In this case the tag [2] is assigned to usec and [3] to seq-number.
Since no class is specified, both tags default to context-specific,  the ambiguity 
you've mentioned is removed and you can  determine which elements are present. 
Hope I could be of help
Zemer Margolin
Tel: +9723-765-7571
E-mail: [EMAIL PROTECTED]

-----Original Message-----
From: [EMAIL PROTECTED] [mailto:[EMAIL PROTECTED] Behalf Of Gustavo V. G. C. Rios
Sent: Wednesday, October 29, 2003 3:28 AM
To: [EMAIL PROTECTED]
Subject: [ASN.1] (I AM DESPERATE, PLEASE) Beginner Question: ASN1 & Kerberos 
(rfc1510.txt)

Dear gentleman,

i am beginning studying ASN as an requirement for understanding kerberV
security protocol. One of its message specification is the following:

KRB-SAFE-BODY ::= [APPLICATION 20] SEQUENCE {
        user-data[0]    OCTET STRING,
        timestamp[1]    KerberosTime OPTIONAL,
        usec[2]         INTEGER OPTIONAL,
        seq-number[3]   INTEGER OPTIONAL,
        s-address[4]    HostAddress,
        r-address[5]    HostAddress OPTIONAL
}

My doubt regards with the decoding of the input stream.
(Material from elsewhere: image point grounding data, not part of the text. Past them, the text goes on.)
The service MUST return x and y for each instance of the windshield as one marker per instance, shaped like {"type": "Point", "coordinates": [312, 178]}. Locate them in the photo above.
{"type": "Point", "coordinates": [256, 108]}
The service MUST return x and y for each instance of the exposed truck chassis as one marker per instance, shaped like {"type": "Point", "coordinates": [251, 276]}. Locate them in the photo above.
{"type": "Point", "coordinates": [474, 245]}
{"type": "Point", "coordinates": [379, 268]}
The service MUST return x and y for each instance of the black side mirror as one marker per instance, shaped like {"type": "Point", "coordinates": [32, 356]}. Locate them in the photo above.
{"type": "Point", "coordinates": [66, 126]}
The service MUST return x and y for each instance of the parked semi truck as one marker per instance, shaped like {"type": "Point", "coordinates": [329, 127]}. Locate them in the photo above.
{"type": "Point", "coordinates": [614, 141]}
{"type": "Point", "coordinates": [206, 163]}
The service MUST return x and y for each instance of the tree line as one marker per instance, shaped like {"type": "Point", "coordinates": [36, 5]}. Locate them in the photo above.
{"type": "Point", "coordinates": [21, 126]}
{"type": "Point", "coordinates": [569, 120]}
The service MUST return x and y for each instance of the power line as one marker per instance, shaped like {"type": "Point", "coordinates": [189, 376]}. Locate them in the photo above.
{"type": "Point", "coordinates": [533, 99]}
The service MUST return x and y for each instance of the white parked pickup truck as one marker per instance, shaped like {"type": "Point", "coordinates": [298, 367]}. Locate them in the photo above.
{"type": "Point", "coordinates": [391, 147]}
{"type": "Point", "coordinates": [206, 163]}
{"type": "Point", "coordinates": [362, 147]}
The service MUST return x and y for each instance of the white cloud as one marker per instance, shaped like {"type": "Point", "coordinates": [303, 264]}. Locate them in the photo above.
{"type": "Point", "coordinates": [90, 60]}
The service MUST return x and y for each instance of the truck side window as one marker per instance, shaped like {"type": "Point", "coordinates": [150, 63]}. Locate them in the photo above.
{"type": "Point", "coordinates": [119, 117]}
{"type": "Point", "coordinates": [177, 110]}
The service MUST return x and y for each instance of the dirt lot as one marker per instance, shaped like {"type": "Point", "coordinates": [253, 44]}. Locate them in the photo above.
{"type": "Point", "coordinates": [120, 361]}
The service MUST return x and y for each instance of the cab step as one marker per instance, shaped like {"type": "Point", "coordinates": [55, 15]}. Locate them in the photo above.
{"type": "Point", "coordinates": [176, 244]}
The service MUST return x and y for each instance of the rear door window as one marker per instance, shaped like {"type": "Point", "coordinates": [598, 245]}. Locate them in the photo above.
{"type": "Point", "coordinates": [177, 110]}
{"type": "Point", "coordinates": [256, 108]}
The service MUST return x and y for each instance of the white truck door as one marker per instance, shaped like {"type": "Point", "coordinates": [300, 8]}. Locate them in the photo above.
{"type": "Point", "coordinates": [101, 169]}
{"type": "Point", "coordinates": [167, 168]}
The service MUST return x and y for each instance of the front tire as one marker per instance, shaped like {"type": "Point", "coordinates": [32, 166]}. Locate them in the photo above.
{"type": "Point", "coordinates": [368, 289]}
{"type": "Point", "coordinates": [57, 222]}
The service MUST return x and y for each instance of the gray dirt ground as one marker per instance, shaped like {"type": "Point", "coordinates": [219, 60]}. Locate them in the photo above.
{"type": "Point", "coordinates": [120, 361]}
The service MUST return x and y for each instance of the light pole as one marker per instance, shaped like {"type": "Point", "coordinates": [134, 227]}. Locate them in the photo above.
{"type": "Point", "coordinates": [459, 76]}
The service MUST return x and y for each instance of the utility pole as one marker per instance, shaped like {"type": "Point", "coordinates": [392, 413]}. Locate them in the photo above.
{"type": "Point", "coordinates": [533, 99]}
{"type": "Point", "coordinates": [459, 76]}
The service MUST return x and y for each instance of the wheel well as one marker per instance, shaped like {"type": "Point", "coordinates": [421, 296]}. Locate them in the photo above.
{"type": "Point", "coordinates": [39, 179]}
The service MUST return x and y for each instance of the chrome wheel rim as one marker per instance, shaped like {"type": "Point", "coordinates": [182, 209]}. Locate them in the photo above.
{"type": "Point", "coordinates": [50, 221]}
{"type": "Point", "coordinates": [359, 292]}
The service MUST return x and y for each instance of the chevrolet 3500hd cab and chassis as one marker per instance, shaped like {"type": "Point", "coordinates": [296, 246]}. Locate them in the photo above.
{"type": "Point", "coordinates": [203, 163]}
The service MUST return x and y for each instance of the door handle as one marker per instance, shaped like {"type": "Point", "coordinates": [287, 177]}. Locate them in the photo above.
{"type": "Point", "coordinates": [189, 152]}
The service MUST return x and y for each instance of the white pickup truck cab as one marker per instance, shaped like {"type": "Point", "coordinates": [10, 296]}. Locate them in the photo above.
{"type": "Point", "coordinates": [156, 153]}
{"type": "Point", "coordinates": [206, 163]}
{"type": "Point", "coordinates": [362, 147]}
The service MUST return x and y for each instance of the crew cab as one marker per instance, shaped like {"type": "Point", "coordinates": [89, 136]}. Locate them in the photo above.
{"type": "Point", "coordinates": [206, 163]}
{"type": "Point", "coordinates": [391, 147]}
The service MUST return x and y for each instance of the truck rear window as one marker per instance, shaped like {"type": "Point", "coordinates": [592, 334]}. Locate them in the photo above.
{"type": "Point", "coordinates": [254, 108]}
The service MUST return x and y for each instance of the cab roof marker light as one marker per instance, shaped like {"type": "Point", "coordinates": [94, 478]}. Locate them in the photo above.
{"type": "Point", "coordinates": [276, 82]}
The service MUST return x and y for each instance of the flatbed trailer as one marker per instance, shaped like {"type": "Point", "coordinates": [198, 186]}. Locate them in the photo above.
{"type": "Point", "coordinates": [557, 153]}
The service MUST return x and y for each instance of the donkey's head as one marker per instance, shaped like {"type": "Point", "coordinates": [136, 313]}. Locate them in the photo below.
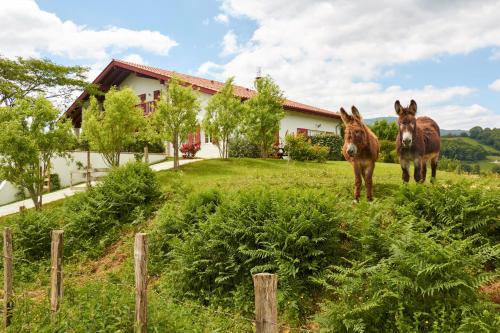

For the usec and
seq-number values i have three possible scenarios:

        0) The two values are present,
        1) None of them are present,
        2) Just one of them is present.

Since both are optional and have the same type, for scenario 2, how will
i *correctly* decode an input stream? I.e. , the next value to be decode
is an integer, but will i see it as the usec or the seq-number value?